Redención en el Himalaya
Por José Luis Vázquez
Son tres los largometrajes realizados por el madrileño Salvador Calvo en ocho años, los que abarcan desde que debutara en 2018 con el revisionista y espléndido “1898: Los últimos de Filipinas” hasta este notable “Valle de sombras”, el primer gran título del cine español de este 2024. Desde luego los tres, como mínimo, son de lo más interesantes.
Y aunque todavía su bagaje es escaso, sí en cambio resulta suficiente para ir advirtiendo a un creador con -buen- estilo propio y algunas apreciables cualidades en la filmografía de este itinerante, este viajero cineasta, cuya característica común es la preocupación por recorridos tanto físicos como interiores.
Pero tal vez lo que me resulte más llamativo hasta la fecha es su espectacular vocación paisajística y la utilización de bellísimos, “exóticos” y “remotos” paisajes. Y entrecomillo lo de “exóticos” y “remotos” (todo es relativo, según desde el punto que nos situemos) porque hoy en día no queda ya prácticamente rincón alguno desconocido en el planeta. Turistas de cualquier tipo o mochileros como los aquí protagonistas lo han acabado inundando todo. Y curiosamente esta permanente tendencia que bien pudiera ser contemplado como una lacra, no acaba siendo aquí motivo de cuestionamiento… sino de hostigamiento.

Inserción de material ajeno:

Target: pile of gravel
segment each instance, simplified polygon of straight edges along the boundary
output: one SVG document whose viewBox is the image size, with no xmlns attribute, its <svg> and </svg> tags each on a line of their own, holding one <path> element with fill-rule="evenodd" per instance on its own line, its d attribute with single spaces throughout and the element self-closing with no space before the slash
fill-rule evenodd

Y es que Calvo, que ha tenido como inspiración la justamente mítica -una de las películas de mi alma- “Horizontes perdidos” de Frank Capra, da una vuelta de tuerca al misticismo oriental y no todo es tan idílico como tantas veces se nos ha vendido. Este es precisamente ya desde guion uno de sus aspectos más sugerentes. Y ojo, sin por ello renegar en absoluto del mismo, de ahí personajes como el de la joven y tuerta Prana, interpretado ceremoniosa y delicadamente por la ex triunfita de origen filipino Alexandra Masargkay, ya vista en el primer trabajo del director.
A su lado, el todavía más joven Stanzin Gonbo, muestra un desparpajo ante las cámaras digno de reconocimiento. Ambos ayudan a conformar un reparto bien elegido, a cuya cabeza se encuentra Miguel Herrán, en el que tal vez suponga su mejor trabajo hasta la fecha, yendo de menos a más, según va evolucionando ese tipo dolorido, mortificado, que experimenta un proceso en toda regla de autoconocimiento y de búsqueda de paz consigo mismo.
Como siempre, puedo entender que guste más o menos, pero de lo que a mí no me cabe duda es de la factura técnica de la que hace gala. Y es que el Goya por “Adú” no fue tan gratuito como algunos proclamaran en su momento. Tampoco del hecho del indudable mérito de este melodrama que comienza como tal con evidentes incrustaciones aventureras, para derivar en un thriller no redondo, pero sí competente, con algunas secuencias tan loables como el viaje de vuelta con los niños de la aldea.
Súmese cierto tono documentalista, una fotografía preciosista que se relame en lo filmado con una acertada utilización de drones, la posibilidad de disfrutar de la belleza de escenarios naturales tan imponentes como el valle indio de Spiti o el monasterio de Key Gamp, y ese bien engarzado conflicto interno que deriva en crecimiento personal, emocional, y acabarán teniendo parte de los aditamentos que le acaban confiriendo el fuste que exhibe.
Pero es que, encima o sobre todo, se acaba mostrando sutil y considerada en la exposición de relaciones, y clásica en el mejor sentido del término.
Para curiosos informarles -supongo que algunos ya estarán al tanto- que transcurre en el conocido como Triángulo de las Bermudas del valle del Himalaya (cuya explicación aquí queda patente) y que su inspiración partió de una noticia publicada en un periódico en los años noventa.
Qué gusto da ver o disfrutar en el actual panorama de nuestro cine de producciones de esta entidad.